Sue mentioned it that she had been in the atomic bomb, and that she had lost her sister. My feeling was that's not the good subject, because the Americans dropped the atomic bomb, and I had a tendency not to want to talk about that.

Sue: "I experienced the atomic bomb at the age of 11, I took the trolley to visit my sister at Morimachi area of Nagasaki City. As soon as I arrived there, there was a bright bluish orange flash that covered the entire sight. I was physically blown away by the explosion and lost consciousness. Apparently, I was buried under the debris, and my left hand was the only thing that was sticking out. Then a soldier that passed by rescued me, because he thought it might be a child. Apparently my leg was full of maggots, my face was purple and bloated, and my eyes were shut. Upon seeing the horrifying condition my body was in when she finally found me, my mother thought that it would make it easier for me if she left me there to die. (After the bombing) my leg was always full of maggots because the scar did not heal for a long time. My mother would pour alcohol onto it and scoop the maggots out with a spoon. I remember how painful that was, and how I hated my mother when she did that to me. My sister survived the bomb with only a slight injury. However she passed away on September 12th, within a week of the appearance of her first symptoms. She could not swallow any food, and her condition quickly became fatal. Seeing my mother grieving, I kept saying to myself that I would never ever die. Even my older brother encouraged me and told me, 'Sue, don't die, you can't die. If you die, I will slap you and wake you up!'"

Lonnie: "My wife, Sue, got very sick. She had an infection in her ear, and this infection has eaten into her skull. They told me that there is a pretty good chance that she was going to die."

Sue: "The doctor told me that there was only a 7 percent chance for a successful operation. However after the operation I could not see anything with either of my eyes. Things would appear in double. Therefore I always had to cover my left eye to see things normally."

Lonnie: "She lost the hearing of one of her ears, she has the leg problem, she's had high blood pressure, stints put in her heart, she's had catarac on her eyes, bowel movements for days upon end, high cholestrol, can't sleep, vertigo, two miscarriages with babies, then me and her would talk about 'is this atomic bomb related?' The only reason we thought that is because a lot of things that happened because of the atomic bomb didn't show up til later. Everybody didn't have this right away at the atomic bomb. If they were close, then they got all the heat, you could see the burns and what have you, and they would die fairly quick, but they are finding out that a lot of people have a lot of problems. Periodically, the Navy hospital -- boy -- when you say 'atomic bombs,' then the red flags come up. They don't want to deal with that."

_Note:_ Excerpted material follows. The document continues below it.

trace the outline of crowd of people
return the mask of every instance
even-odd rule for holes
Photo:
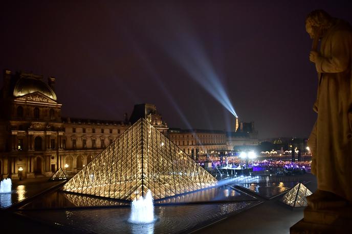
[[[201,166],[204,166],[206,162],[211,162],[213,167],[230,167],[237,168],[239,166],[246,168],[246,160],[236,156],[227,156],[223,157],[222,164],[221,158],[218,156],[200,156],[198,162]],[[278,169],[292,170],[302,170],[305,171],[310,171],[311,160],[295,161],[283,160],[275,159],[264,160],[250,160],[248,161],[248,167],[256,169],[264,169],[265,170],[277,171]]]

Sue: "I had to go to the Navy hospital (in the U.S.) every week for two months, however the doctors never figured out what caused my symptoms. So when I finally told them that I had experienced the atomic bomb, they suddenly changed their attitudes, and told me to leave and go back to a specialized hospital in Japan for a treatment."

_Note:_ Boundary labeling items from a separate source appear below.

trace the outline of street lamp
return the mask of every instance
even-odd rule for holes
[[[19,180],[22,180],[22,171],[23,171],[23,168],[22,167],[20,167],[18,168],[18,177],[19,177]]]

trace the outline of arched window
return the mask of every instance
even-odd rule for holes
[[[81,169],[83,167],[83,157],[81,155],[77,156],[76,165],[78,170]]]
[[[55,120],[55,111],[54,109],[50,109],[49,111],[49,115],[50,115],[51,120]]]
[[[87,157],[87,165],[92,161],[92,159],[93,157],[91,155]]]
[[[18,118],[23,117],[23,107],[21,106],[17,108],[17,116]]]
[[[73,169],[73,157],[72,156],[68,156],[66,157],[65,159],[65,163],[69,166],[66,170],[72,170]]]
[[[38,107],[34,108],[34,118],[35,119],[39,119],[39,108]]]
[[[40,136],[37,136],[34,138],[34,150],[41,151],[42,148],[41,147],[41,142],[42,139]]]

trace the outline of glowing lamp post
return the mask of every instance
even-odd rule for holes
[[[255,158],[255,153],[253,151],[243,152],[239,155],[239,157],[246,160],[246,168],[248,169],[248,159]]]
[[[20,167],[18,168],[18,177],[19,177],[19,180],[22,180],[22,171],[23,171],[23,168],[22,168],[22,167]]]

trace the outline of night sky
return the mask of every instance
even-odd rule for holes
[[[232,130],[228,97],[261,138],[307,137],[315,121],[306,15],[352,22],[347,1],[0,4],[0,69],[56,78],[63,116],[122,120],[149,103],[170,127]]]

Lonnie: "If they don't find some reason why this is happening, it is kind of excused as it is not there. The people that experienced this are slowly dying. Pretty soon for the Japanese government and American government, the problem is going to go away because they are all going to die. They need to look at it little differently. They are not living with these people. You hold the thing here. I don't want you walking. Just give me the stuff. The less you've got to worry about, the less apt you are to fall. I live on the edge. I don't know if she is going to walk in the room, fall down and bang her head, I don't know if she is going to have heart attack. Then sometimes she'll start forgetting things. Or she will hand me something of medicine, and she will say 'I am all out.' I said 'you don't wait till they are all gone to tell me they are all out, you gotta tell me a week or so in advance, right?' But that is the thing I go with right now. But that is okay, I can handle that. That is life to me, I am supposed to. I am her husband, I am supposed to do that. I feel sorry for her, but she is my wife.